Zhang Chi, chairman of Xinding Capital, expects a reckoning in 2026, unlike 2025 when almost everyone raised money. "Of the 100‑plus humanoid‑robot companies in China, perhaps only 10 to 20 will remain — some in general‑purpose scenarios, others focused on verticals. It mirrors the auto‑EV path: a crowded start, then concentration. Humanoid robots will go through the same."Earlier warnings from the National Development and Reform Commission against "repetitive clustering" already suggest that the window for policy arbitrage is closing.
With competition intensifying, "PowerPoint robot" companies that lack core technology and rely solely on funding will see their space shrink. In contrast, leaders will use the closed loop of mass production to build high‑quality datasets and algorithm moats, reinforcing their edge — and raising the bar for newcomers.ConclusionIn 2025, China’s robotics sector, buoyed by capital, delivered a collective pledge at a transitional moment.

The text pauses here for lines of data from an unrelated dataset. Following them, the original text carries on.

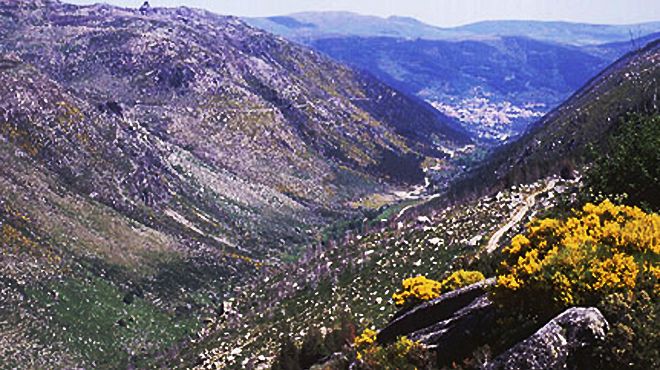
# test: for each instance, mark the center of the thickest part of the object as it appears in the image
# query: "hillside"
(495, 77)
(560, 140)
(154, 158)
(310, 26)
(496, 87)
(313, 312)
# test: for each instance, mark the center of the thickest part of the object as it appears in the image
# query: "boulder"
(429, 314)
(552, 346)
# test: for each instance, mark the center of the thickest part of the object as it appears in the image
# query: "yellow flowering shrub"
(403, 354)
(602, 249)
(367, 338)
(420, 288)
(460, 279)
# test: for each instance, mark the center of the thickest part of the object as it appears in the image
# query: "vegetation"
(404, 354)
(419, 289)
(630, 167)
(606, 256)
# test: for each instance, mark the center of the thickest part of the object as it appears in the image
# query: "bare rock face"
(459, 322)
(552, 346)
(443, 309)
(454, 325)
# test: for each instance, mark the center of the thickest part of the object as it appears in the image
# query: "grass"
(91, 318)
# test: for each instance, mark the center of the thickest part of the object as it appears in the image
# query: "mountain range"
(158, 156)
(182, 189)
(496, 77)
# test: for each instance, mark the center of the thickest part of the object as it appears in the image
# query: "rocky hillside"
(205, 102)
(495, 77)
(546, 249)
(559, 142)
(155, 157)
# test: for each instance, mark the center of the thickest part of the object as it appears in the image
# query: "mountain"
(563, 32)
(495, 87)
(560, 140)
(337, 290)
(155, 158)
(495, 77)
(310, 26)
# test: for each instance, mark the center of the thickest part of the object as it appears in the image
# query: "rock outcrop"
(430, 314)
(454, 325)
(552, 346)
(459, 322)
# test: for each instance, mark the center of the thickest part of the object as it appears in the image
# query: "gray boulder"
(552, 346)
(429, 314)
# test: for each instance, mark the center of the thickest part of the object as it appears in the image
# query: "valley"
(325, 190)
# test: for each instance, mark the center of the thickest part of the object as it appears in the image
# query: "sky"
(445, 13)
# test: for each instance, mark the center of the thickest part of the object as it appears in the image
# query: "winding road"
(494, 241)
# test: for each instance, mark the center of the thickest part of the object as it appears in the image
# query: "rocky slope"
(559, 141)
(496, 77)
(357, 276)
(156, 157)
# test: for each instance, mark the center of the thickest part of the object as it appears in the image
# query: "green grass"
(90, 317)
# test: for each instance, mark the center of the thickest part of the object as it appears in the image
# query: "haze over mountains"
(496, 77)
(180, 189)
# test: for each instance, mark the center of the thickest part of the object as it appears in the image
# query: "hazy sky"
(438, 12)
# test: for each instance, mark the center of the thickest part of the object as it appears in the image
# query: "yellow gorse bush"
(420, 288)
(367, 338)
(603, 248)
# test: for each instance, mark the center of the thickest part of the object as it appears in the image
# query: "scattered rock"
(553, 345)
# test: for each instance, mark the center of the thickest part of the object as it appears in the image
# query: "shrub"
(630, 164)
(403, 354)
(419, 289)
(605, 256)
(578, 260)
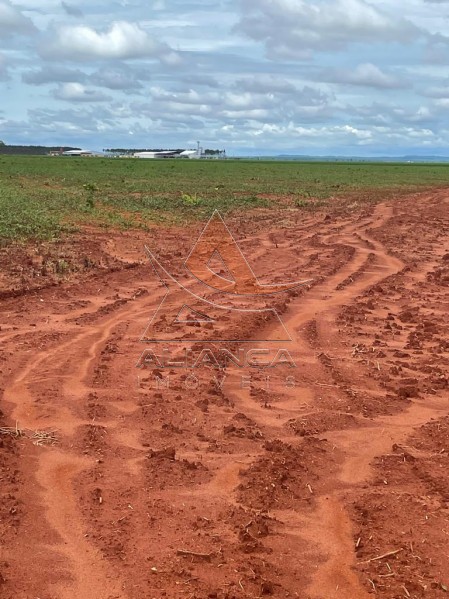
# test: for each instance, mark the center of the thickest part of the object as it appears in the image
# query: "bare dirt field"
(330, 480)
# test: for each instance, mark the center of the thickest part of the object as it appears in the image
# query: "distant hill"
(306, 158)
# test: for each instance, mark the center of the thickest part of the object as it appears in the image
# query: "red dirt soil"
(330, 480)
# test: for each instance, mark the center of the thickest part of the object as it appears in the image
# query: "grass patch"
(42, 196)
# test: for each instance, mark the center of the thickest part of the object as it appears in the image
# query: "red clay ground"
(333, 482)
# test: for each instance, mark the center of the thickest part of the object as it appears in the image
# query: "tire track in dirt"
(90, 576)
(323, 526)
(328, 525)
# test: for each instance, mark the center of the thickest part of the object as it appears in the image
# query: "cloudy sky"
(349, 77)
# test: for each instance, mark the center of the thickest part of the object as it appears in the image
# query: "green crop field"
(42, 196)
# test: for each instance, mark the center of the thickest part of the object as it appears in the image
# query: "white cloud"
(294, 28)
(13, 21)
(121, 41)
(77, 92)
(367, 74)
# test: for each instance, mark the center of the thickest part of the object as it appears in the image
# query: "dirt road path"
(289, 487)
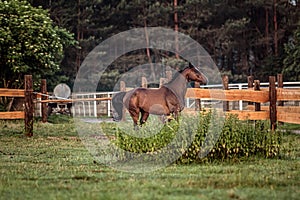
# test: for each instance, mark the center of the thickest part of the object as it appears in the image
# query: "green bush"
(236, 139)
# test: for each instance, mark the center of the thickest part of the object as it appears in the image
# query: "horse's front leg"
(176, 114)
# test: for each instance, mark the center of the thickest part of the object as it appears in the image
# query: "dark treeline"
(243, 37)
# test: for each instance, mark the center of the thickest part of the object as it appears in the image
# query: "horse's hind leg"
(134, 113)
(144, 117)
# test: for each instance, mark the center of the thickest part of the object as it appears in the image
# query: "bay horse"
(167, 100)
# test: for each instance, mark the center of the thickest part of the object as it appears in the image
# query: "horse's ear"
(191, 66)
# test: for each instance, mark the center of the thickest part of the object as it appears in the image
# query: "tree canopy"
(243, 37)
(30, 43)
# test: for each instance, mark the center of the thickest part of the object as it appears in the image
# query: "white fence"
(96, 108)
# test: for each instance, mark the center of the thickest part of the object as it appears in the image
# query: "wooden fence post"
(280, 85)
(28, 105)
(250, 85)
(273, 99)
(225, 87)
(197, 101)
(257, 88)
(44, 97)
(144, 82)
(169, 75)
(123, 89)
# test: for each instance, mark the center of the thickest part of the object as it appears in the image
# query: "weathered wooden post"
(250, 85)
(197, 101)
(169, 75)
(280, 85)
(123, 89)
(44, 97)
(257, 88)
(29, 109)
(144, 82)
(225, 87)
(273, 99)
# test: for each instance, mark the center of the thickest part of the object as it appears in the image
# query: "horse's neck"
(178, 86)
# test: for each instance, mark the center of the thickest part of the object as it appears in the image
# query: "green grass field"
(54, 164)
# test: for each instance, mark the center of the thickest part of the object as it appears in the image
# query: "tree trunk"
(275, 29)
(176, 29)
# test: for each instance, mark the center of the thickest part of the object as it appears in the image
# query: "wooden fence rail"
(275, 97)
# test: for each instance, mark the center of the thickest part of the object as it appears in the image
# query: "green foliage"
(238, 139)
(29, 43)
(291, 69)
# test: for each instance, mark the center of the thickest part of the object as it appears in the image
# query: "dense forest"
(257, 37)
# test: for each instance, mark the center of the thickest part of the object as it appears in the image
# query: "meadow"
(55, 164)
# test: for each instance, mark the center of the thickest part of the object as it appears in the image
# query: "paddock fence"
(276, 101)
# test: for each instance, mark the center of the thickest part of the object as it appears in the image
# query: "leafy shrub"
(193, 136)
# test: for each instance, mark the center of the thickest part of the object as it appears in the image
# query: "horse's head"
(192, 74)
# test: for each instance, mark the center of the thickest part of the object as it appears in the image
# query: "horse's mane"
(178, 73)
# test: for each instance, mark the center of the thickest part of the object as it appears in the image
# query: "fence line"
(275, 97)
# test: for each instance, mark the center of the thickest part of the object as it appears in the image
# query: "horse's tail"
(117, 103)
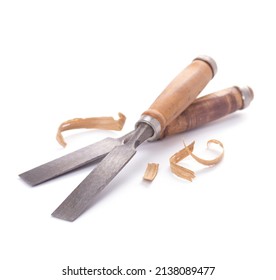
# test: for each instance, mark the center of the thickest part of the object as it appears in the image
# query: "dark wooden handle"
(209, 108)
(182, 91)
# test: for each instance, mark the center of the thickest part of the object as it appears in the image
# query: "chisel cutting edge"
(178, 95)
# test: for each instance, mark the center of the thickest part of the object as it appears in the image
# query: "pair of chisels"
(174, 111)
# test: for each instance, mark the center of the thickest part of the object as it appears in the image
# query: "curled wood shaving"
(108, 123)
(151, 171)
(186, 173)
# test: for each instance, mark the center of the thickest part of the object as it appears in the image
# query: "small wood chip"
(107, 123)
(151, 171)
(186, 173)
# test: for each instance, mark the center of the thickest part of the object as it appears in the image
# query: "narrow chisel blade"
(70, 161)
(82, 197)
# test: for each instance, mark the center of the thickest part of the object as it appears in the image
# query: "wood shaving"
(186, 173)
(107, 123)
(151, 171)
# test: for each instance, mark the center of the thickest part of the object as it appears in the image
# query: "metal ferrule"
(247, 95)
(210, 61)
(155, 125)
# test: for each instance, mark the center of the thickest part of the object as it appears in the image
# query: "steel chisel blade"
(82, 197)
(69, 162)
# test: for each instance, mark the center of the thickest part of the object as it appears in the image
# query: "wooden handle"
(209, 108)
(182, 91)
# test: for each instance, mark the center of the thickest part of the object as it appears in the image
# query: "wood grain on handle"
(209, 108)
(182, 91)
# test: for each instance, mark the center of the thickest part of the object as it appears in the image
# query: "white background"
(65, 59)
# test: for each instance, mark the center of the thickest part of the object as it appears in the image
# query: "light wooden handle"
(209, 108)
(179, 94)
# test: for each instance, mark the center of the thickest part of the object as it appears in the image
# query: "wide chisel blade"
(70, 161)
(82, 197)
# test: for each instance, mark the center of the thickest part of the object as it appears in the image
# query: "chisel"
(203, 110)
(176, 97)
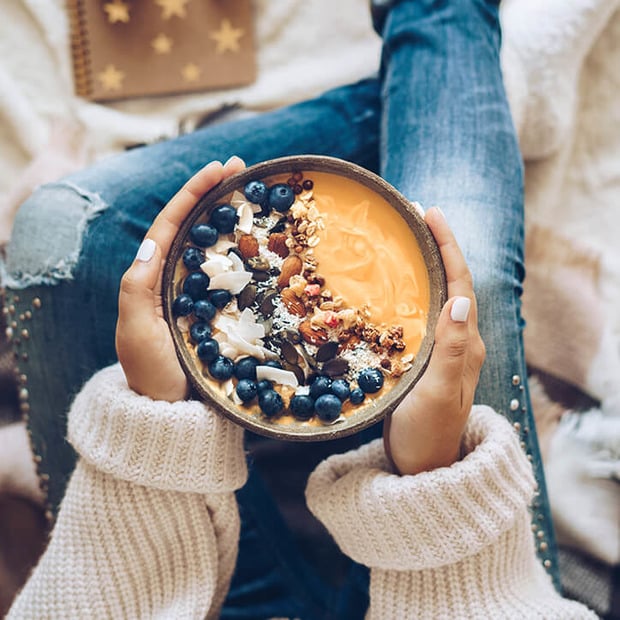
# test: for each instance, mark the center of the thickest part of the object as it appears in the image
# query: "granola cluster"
(278, 336)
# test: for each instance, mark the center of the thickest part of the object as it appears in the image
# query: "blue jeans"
(435, 123)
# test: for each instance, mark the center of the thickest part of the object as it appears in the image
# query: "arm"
(439, 510)
(149, 524)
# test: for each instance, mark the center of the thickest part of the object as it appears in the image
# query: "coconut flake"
(249, 330)
(228, 350)
(237, 263)
(183, 324)
(233, 281)
(246, 218)
(244, 347)
(229, 387)
(279, 375)
(216, 265)
(221, 247)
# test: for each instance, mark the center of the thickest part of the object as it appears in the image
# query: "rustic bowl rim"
(384, 405)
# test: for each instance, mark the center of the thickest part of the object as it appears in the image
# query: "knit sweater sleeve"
(149, 524)
(450, 543)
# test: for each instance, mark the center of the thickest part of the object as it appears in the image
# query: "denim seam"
(61, 267)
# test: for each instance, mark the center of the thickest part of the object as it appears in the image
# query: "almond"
(293, 304)
(292, 266)
(313, 336)
(277, 244)
(248, 246)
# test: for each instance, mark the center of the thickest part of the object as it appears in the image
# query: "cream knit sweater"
(149, 525)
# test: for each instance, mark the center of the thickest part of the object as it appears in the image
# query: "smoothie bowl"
(302, 295)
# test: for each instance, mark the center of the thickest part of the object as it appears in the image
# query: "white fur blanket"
(560, 61)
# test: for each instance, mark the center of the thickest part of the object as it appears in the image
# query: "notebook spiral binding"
(82, 74)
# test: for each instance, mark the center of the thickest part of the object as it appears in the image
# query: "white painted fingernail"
(232, 159)
(146, 251)
(419, 208)
(460, 309)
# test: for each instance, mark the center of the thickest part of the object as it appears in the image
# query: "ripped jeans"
(436, 124)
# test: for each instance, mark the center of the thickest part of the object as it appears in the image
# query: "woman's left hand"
(425, 430)
(143, 341)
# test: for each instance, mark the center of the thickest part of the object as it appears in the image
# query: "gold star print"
(172, 8)
(190, 72)
(162, 44)
(227, 37)
(111, 78)
(117, 11)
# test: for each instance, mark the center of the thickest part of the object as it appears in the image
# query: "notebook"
(134, 48)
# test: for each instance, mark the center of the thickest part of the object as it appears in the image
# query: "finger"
(138, 300)
(444, 376)
(458, 276)
(166, 225)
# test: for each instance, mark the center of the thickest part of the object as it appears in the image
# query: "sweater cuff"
(431, 519)
(183, 446)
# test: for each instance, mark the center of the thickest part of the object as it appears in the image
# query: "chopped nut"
(292, 302)
(248, 246)
(311, 335)
(291, 266)
(277, 244)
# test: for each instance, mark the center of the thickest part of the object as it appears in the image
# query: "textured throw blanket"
(560, 61)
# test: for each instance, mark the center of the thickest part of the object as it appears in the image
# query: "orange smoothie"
(327, 297)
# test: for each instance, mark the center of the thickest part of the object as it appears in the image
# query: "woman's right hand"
(143, 341)
(425, 430)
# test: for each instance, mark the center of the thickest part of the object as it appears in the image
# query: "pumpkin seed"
(246, 297)
(267, 306)
(258, 263)
(336, 367)
(289, 352)
(327, 351)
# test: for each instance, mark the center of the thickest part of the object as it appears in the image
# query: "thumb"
(444, 374)
(137, 296)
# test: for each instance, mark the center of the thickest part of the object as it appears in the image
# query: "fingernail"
(212, 164)
(418, 207)
(146, 251)
(460, 309)
(232, 159)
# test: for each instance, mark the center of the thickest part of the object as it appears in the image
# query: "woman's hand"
(143, 341)
(425, 430)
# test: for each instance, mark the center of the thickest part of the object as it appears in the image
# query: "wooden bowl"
(371, 235)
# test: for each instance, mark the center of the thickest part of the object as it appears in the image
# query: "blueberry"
(247, 390)
(370, 380)
(193, 258)
(203, 235)
(221, 368)
(219, 297)
(208, 350)
(327, 407)
(321, 385)
(270, 402)
(182, 305)
(199, 331)
(341, 389)
(272, 364)
(204, 310)
(195, 285)
(281, 197)
(224, 218)
(245, 368)
(256, 192)
(302, 406)
(357, 396)
(264, 385)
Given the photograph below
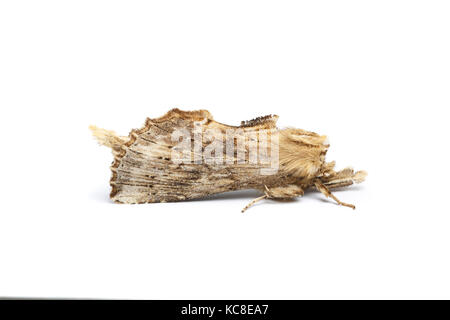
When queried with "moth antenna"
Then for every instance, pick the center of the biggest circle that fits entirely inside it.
(253, 202)
(322, 188)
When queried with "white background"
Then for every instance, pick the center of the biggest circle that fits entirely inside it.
(372, 75)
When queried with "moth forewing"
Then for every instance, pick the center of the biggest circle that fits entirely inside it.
(187, 155)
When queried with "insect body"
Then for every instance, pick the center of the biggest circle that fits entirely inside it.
(187, 155)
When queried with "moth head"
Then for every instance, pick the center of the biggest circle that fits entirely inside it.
(302, 153)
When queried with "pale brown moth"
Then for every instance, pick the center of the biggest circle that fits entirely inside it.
(187, 155)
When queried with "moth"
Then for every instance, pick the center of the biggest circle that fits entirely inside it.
(187, 155)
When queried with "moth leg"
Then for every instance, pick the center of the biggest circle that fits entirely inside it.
(322, 188)
(280, 193)
(253, 202)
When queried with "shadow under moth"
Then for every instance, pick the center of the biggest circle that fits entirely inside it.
(187, 155)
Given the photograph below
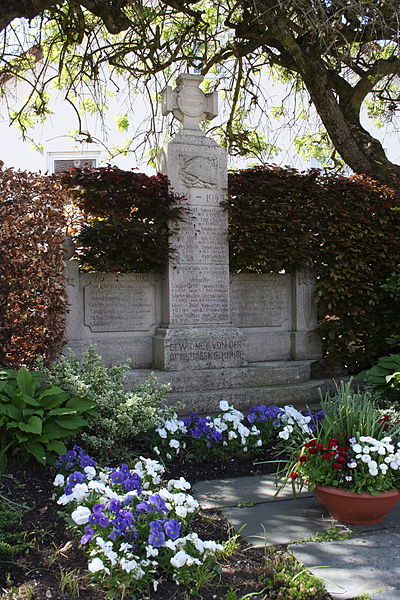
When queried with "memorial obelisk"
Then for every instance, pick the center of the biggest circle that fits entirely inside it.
(196, 330)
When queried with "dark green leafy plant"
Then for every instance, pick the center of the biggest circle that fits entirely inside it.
(385, 375)
(121, 414)
(35, 418)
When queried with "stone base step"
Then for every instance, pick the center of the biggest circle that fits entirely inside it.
(301, 395)
(257, 374)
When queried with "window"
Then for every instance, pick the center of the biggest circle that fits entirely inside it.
(58, 162)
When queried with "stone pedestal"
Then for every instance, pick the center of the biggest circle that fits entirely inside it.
(196, 331)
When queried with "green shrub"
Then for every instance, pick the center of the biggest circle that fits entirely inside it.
(34, 417)
(385, 375)
(121, 415)
(342, 228)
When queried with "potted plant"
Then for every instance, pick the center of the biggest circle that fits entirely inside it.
(352, 459)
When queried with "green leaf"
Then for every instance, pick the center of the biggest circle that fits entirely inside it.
(81, 404)
(57, 446)
(62, 411)
(33, 425)
(25, 381)
(37, 451)
(30, 400)
(71, 422)
(53, 431)
(11, 411)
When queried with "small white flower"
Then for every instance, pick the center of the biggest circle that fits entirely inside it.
(90, 472)
(81, 515)
(59, 480)
(96, 565)
(181, 511)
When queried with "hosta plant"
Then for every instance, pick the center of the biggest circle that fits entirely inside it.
(35, 418)
(135, 528)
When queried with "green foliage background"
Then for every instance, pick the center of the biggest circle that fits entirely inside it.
(344, 229)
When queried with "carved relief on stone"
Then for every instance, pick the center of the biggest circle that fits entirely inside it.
(199, 171)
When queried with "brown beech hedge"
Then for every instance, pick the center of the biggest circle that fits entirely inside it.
(344, 229)
(127, 218)
(32, 299)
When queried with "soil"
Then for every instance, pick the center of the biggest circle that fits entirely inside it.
(40, 573)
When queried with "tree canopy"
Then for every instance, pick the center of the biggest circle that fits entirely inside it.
(343, 53)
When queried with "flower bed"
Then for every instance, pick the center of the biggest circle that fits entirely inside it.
(135, 527)
(229, 434)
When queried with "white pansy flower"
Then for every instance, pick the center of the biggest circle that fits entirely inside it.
(96, 565)
(90, 472)
(81, 515)
(181, 511)
(80, 491)
(59, 480)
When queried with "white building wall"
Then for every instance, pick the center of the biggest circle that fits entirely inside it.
(55, 133)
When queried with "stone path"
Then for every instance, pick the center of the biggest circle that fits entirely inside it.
(366, 562)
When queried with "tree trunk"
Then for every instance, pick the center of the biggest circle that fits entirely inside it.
(361, 151)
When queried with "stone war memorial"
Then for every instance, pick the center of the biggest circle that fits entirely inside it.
(213, 335)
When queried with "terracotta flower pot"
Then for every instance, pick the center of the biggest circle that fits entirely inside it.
(356, 509)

Nearly 10 billion yuan of primary‑market flows sketched the industry's value map: hard‑tech components and machine‑platform leaders with commercial traction sit at the center. The opening of the IPO gate in secondary markets sets a clear milestone in this long capital marathon — and injects fresh energy for the next lap.
Looking to 2026, the spotlight will tighten. As the din fades, only companies that can ship reliable products, make unit economics work in defined scenarios and build sustainable cash‑generation engines will survive the test of "mass‑production hell."